June 2018: Abtin is sentenced to three months of community service and a fine of 50 million Rial (approximately $1,100) for the photo he posted of Zarafshan on Instagram.

2016: Abtin is arrested and again charged with “propaganda” for posting a photo on social media of his colleague Mazdak Zarafshan with a black eye after security forces beat Zarafshan while attending a memorial for the murders of dissident writers and poets in the 1990s. These authorities forcibly dispersed the event.

2014: Khandan Mahabadi and Abtin are elected to the board of the IWA.

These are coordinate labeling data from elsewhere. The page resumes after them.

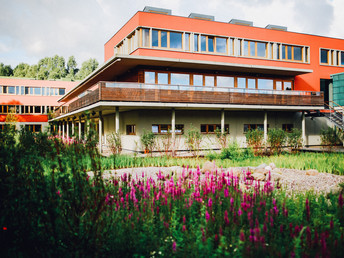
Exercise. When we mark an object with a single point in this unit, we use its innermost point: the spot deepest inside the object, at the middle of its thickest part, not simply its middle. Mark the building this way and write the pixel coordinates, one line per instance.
(31, 101)
(166, 73)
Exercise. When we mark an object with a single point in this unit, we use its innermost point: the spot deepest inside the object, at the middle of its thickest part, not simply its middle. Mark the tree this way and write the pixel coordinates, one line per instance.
(21, 70)
(5, 70)
(87, 67)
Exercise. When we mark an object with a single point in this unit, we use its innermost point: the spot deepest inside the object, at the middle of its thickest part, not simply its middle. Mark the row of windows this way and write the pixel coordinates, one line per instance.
(332, 57)
(35, 91)
(194, 42)
(22, 109)
(204, 128)
(216, 80)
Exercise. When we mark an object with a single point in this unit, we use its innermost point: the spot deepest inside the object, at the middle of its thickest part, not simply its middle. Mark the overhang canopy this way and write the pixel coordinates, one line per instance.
(119, 64)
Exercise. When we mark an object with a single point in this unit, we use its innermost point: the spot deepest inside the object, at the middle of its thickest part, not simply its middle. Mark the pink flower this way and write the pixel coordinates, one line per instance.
(207, 216)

2013: Abtin and Khandan Mahabadi are charged with “propaganda against the state” for publishing newsletters and flyers about the Iranian Writers Association (IWA).

In Their Words

“The abhorrent phenomenon of censorship enslaves the beautiful and tender emotions of anyone including writers and artists who are free from the shackles of obligatory regulations and limitations. Censorship kills creativity and all the different ways human beings express their existence and lives in order to create beauty. It makes everything look monotonous.” — Reza Khandan Mahabadi, from his Statement on the Day Against Censorship, December 4

“Black means night
and a dark alley means
your bright voice after we say goodbye
whether I will be or not
every evening,
my dreams will
kiss you in that alley!
White means hospital
and the thin blades of the fan mean
the world spins around me
You are not here so I
could wash the feet of the night
and wrapped in a white blanket, I
pretend to be dead”

— Baktash Abtin, “Black Means Night” (سياه يعنى شب), translation by Parisa Saranj

“It seems that the writer, poet or even the songwriter must be intellectuals just as our classic poets once were, which is why they were called hakim or sage. They truly understood the importance of indigenous culture and people’s stories.”interview with Keyvan Bajan, translation by Parisa Saranj

Free Expression in Iran

Iran is among the world’s most restrictive countries for freedom of expression. While the human rights situation in Iran has been dire for decades, the state of freedom of expression and respect for fundamental rights in the country has deteriorated even further in recent years. Iran holds the fourth-highest number of writers and intellectuals in prison globally, according to PEN America’s 2020 Freedom to Write Index. Dozens of journalists are currently imprisoned on politically-motivated charges in Iran alongside scores of other writers, bloggers, artists, human rights defenders, and other political prisoners. Despite promises of expanded freedoms, Hassan Rouhani’s presidency was marked by intensified repression and arbitrary political restrictions—preventing Iranians from having a voice in how they are governed. And in August, Ebrahim Raisi became the country’s new president, after a June election in which all opposition candidates had been disqualified. Raisi is notorious for his past role in human rights abuses, having been accused of involvement in mass killings of political prisoners in the 1980s. Iran remains notorious for a judicial system completely lacking in transparency, which is guilty of numerous arbitrary arrests and one of the world’s highest rates of capital punishment. Hundreds of political prisoners are languishing behind bars during the COVID-19 pandemic as authorities withhold critical care and medical attention, putting their lives in great danger and sometimes leading to death. The Iranian government has also been engaged in the targeting and transnational kidnapping of dissidents, writers, and journalists outside the country, and the harassment of family members inside the country.